Once the judge made that finding, it was an easy step to find that the re-transfer was fraudulent and done to defeat present and future creditors, which is why the house was originally in wife’s name alone.
The judge granted judgment for half of the equity in the house on the subsequent sale and awarded interest at a very high rate, the interest rate set out in creditor’s judgment against husband.
Husband and wife appealed that decision.
Merits
A trial judge’s finding of fact can be overturned only if there is a palpable and overriding error in that finding. As soon as an appellate court determines that a trial judge had evidence on which to make a finding of fact, the appellant loses that issue.
The Court of Appeal agreed with the trial judge on the two main issues. It held that there was ample evidence to support the findings that the transfer from wife to husband and wife was not a transfer in trust.

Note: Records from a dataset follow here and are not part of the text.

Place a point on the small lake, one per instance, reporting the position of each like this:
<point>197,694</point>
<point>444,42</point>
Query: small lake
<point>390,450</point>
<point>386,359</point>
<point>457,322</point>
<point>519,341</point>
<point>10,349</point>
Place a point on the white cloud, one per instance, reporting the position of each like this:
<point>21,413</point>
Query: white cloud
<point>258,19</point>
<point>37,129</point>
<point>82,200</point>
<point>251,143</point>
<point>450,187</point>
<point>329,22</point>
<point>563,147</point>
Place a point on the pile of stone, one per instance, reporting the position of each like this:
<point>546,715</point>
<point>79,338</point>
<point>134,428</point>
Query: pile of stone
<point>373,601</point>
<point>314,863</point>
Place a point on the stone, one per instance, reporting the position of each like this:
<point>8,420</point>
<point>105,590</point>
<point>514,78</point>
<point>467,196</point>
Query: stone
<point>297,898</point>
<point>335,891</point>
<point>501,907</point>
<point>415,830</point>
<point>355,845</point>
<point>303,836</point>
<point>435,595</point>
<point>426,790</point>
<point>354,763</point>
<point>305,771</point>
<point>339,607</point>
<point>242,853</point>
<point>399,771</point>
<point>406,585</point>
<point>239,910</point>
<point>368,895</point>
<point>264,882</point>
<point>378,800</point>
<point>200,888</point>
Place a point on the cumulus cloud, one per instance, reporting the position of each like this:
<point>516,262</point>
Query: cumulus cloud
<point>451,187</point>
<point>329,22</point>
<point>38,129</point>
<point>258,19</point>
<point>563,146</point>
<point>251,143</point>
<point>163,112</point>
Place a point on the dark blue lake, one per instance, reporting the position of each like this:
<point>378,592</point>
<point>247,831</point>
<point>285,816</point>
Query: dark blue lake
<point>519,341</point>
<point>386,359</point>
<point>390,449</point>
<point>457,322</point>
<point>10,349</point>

There was “compliance with the mortgagee’s condition that title for the property be in their joint names, the fact that Mr. Saunders’ funds were the primary source of the purchase price, and that the subsequent sale proceeds were deposited into Mr. and Mrs. Saunders’ joint account and used in part to pay both individual and joint debts.”
The Court also held that the trial judge had evidence on which to base her finding that, at the time of the re-conveyance, the couple had intended to defeat husband’s creditors.
Interest
The Court did amend the judgment regarding the interest awarded. The creditor had attacked the property transfer. However, there was no evidence that the value of the property had grown at the same rate as the interest rate to which the creditor and husband had agreed in their contract, an agreement to which wife was even not a party. Accordingly, the Court reduced the pre-judgment and postjudgment interest rates to those set out in the Courts of Justice Act.